The finale’s unprecedented representation of destructive power is made all the more effective by what precedes it: an immense tightening of tension throughout the first movement that the weary lyricism of the slow movement cannot dissipate. Many of the first movement’s peculiarities deserve attention. First we hear a ritornello that is anything but typical: a set of disarmingly ‘slow’ gestures, metrically dislocated, that must represent the lethargy of the anxious man at least as much as the oppressive heat of an airless day. Here Vivaldi introduces wilting figures that will remain significant: falling quavers, often with the jarring sound of the augmented second, and, embedded in the cadential element, the four-note descent transformed by Neapolitan-sixth harmony. The cuckoo’s voice, itself a premonition of disaster, and the other bird-songs do nothing to relieve the uncomfortable sense of expectancy. Fixed in G minor and recalling the four-note motif (bass, bars 63-6), they intensify – even to deafening proportions (bars 49-52) – the man’s awareness of danger. Modulation, long-delayed, happens only when the ‘sweet zephyrs’ disturb the stillness. The descent to D minor occurs over eight innocent-sounding bars (each bar represented by one crotchet) – in a fateful melodic contour(y) that relates back to the ritornello and forward, as we shall see, to the man’s utter distress. The irony is clear: breezes that in other circumstances bring welcome refreshment are the harbinger of destruction. Although it is tutti, the subsequent battle of winds (from bar 90) continues the episode, prior to the ritornello at bar 110. But the same music, when recalled in G minor from bar 155, functions as a substitute ritornello in this special example of progressive ritornello form’: what might have been merely a transient, inconsequential feature of the weather proves to be a lasting and ultimately damaging one.

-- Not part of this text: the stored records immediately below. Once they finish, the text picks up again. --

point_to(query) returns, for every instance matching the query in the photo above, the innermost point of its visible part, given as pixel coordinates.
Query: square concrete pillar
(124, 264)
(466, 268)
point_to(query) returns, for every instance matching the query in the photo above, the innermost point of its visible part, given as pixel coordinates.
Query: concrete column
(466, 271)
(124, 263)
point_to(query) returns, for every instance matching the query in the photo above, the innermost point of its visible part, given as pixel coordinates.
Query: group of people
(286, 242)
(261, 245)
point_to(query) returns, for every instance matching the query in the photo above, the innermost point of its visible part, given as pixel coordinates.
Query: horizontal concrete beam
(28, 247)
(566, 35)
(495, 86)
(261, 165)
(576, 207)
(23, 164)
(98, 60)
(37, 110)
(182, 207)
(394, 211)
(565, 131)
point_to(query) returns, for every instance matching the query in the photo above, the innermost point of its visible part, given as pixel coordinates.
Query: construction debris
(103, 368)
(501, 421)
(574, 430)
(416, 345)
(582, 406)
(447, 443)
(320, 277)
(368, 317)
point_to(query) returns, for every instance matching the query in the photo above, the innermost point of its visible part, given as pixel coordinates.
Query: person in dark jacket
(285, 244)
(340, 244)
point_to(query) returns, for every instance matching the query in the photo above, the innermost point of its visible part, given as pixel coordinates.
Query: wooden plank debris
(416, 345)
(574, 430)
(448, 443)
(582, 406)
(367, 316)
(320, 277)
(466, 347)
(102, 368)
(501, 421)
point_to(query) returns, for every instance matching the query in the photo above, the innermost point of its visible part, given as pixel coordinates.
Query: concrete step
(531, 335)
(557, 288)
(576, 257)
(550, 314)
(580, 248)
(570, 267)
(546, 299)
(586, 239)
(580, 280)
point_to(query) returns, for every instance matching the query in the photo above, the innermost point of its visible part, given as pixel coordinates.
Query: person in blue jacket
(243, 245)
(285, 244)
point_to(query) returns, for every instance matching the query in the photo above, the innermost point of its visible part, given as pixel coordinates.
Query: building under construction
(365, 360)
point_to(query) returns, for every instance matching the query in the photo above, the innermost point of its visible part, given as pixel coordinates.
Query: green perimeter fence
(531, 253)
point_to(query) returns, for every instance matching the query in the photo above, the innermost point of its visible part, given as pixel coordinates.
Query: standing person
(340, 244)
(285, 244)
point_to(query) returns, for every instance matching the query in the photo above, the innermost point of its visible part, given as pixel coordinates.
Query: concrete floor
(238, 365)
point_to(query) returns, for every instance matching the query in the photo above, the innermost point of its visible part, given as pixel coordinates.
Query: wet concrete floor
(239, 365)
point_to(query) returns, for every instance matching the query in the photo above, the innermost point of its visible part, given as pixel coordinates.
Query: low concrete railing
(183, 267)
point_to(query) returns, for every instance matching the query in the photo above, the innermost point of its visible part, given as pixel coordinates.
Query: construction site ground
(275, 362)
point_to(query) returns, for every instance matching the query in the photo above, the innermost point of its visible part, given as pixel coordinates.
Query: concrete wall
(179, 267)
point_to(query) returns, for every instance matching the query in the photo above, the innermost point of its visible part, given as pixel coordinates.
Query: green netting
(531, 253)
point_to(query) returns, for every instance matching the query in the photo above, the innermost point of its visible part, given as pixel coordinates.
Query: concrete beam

That realization dawns earlier, when the movement’s volatility, end-play and cadenza fuse together in one of Baroque music’s most radical creations: ‘Il pianto del villanello‘ (the countryman’s lament), bars 116—54. The person represented is not the ‘shepherd boy’ that many translators have made of the sonnet’s ‘il pastorel‘ – for why should a mere boy be so distraught? The diminutive form of pastore (like that of villano) was surely preferred as a term of endearment and perhaps because the line in the sonnet scanned better as a result. He is a man with whom we have sympathy because his precarious livelihood – his crops soon to be ruined – hangs in the balance.